Anyways I play a classical guitar with delay and distortion, and for certain sections I would like to find some way to increase the sustain of my instrument. The classical guitar's decay is pretty short.

So I can use delay/reverb, but they I get long tails that make chord changes too messy sounding for what I'm intending.
I am experimenting with running a compressor with a really low threshold so everything is getting clamped and raised up, and I'm having some success with that. Of course there is some increased risk of feedback. My instrument is an acoustic with a piezo, and is susceptible to feedback, so I run it's signal through a parametric EQ and aggressively cut it's feedback frequencies.

Any recommendations?

Re: How does a 'sustain' pedal work and is it in the buzzive

Posted: Sun Nov 17, 2019 4:12 am
by River Cricket
onecircles wrote:Hey guys. I'm back at it, buzzing on the daily and closing in on my goal of beginning to perform live in my city with buzz.

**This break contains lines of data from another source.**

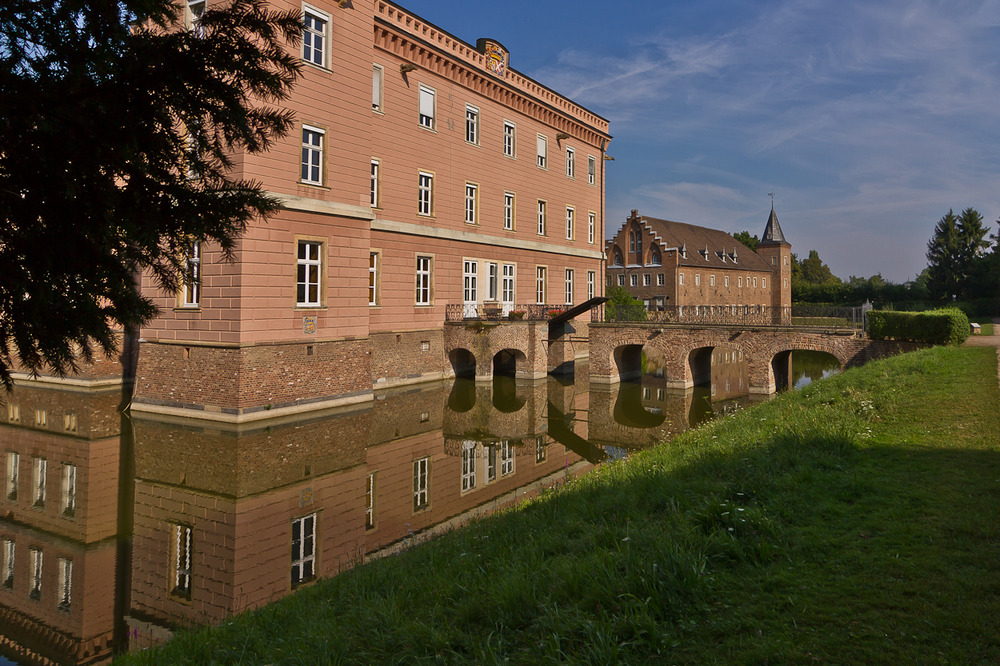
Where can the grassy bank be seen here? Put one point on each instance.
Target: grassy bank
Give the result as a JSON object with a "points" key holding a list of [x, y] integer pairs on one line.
{"points": [[855, 521]]}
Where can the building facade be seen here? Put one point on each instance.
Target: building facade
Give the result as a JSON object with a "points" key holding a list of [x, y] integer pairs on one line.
{"points": [[687, 269], [424, 172]]}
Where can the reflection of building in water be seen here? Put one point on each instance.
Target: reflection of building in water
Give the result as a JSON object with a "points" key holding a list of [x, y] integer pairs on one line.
{"points": [[228, 518], [58, 521]]}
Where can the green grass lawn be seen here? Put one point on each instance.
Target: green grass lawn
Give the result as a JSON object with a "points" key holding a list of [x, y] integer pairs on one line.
{"points": [[854, 521]]}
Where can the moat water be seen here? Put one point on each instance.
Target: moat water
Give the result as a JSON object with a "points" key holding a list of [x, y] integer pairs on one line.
{"points": [[116, 529]]}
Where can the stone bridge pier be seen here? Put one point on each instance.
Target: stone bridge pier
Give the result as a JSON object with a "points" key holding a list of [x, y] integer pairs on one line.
{"points": [[616, 349]]}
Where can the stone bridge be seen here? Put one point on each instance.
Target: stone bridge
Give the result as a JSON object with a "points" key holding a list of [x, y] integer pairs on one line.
{"points": [[616, 350]]}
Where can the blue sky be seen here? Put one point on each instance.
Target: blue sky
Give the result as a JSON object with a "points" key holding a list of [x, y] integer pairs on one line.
{"points": [[867, 119]]}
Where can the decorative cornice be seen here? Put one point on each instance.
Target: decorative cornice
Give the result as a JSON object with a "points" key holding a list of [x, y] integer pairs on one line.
{"points": [[426, 231]]}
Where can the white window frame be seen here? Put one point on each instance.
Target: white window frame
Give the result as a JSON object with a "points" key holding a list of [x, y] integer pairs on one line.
{"points": [[315, 38], [309, 273], [12, 475], [509, 139], [68, 503], [425, 194], [424, 272], [65, 581], [313, 140], [471, 124], [39, 481], [428, 107], [191, 286], [471, 203], [421, 484], [180, 562], [378, 88], [376, 183], [303, 565]]}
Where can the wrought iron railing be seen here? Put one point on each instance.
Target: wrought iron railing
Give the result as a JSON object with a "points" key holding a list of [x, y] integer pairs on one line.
{"points": [[805, 316], [501, 312]]}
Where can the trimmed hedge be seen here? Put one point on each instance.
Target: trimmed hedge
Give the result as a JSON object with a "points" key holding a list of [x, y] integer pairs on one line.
{"points": [[948, 326]]}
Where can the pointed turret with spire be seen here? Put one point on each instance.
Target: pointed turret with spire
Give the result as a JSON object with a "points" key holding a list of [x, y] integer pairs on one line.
{"points": [[777, 252]]}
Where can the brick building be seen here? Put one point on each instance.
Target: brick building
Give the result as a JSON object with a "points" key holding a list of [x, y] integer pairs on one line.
{"points": [[686, 268], [423, 172]]}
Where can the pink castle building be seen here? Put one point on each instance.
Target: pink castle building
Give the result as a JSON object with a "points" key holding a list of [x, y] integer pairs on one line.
{"points": [[423, 172]]}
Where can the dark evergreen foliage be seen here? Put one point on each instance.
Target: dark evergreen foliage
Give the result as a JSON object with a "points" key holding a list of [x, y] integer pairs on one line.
{"points": [[117, 128]]}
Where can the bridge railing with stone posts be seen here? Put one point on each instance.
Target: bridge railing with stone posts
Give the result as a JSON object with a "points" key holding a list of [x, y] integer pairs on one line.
{"points": [[749, 316]]}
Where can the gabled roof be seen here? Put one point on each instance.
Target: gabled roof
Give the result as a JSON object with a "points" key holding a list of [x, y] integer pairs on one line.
{"points": [[704, 247], [772, 231]]}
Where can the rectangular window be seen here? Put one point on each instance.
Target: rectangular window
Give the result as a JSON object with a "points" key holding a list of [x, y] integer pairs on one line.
{"points": [[370, 502], [423, 281], [68, 503], [39, 481], [468, 465], [378, 76], [508, 211], [308, 272], [492, 281], [303, 549], [509, 139], [420, 494], [376, 177], [191, 288], [312, 155], [373, 269], [471, 124], [180, 562], [314, 36], [65, 584], [35, 561], [506, 458], [471, 202], [12, 475], [540, 284], [425, 194], [7, 565], [427, 107]]}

Anyways I play a classical guitar with delay and distortion, and for certain sections I would like to find some way to increase the sustain of my instrument. The classical guitar's decay is pretty short.

So I can use delay/reverb, but they I get long tails that make chord changes too messy sounding for what I'm intending.
I am experimenting with running a compressor with a really low threshold so everything is getting clamped and raised up, and I'm having some success with that. Of course there is some increased risk of feedback. My instrument is an acoustic with a piezo, and is susceptible to feedback, so I run it's signal through a parametric EQ and aggressively cut it's feedback frequencies.

Any recommendations?
You might want to try experimenting with sidechain compression, so it ducks the reverb on chord changes. For Buzz sidechaining, I usually throw a couple of Automaton Compressor mkII machines onto the signal paths. Set the one on your dry feed to "level" and connect it to main - this is a null output, so you'll have to run a second chain bypassing it in order to actually get your dry sound back. Then set the post-reverb Automaton to "audio" and futz with the settings until you hear the reverb audio getting softer when you strum.

They say a picture is worth a thousand words... maybe this picture is worth, I dunno, ten letters or so? :D

Image

You'll obviously want to mess with the levels a bit - maybe a cheapo amp right at the audio in, at about 50% gain, then another cheapo amp in the distortion dry feed, adjusted to taste. Or you can just set the reverb to 100% wet / 0% dry out.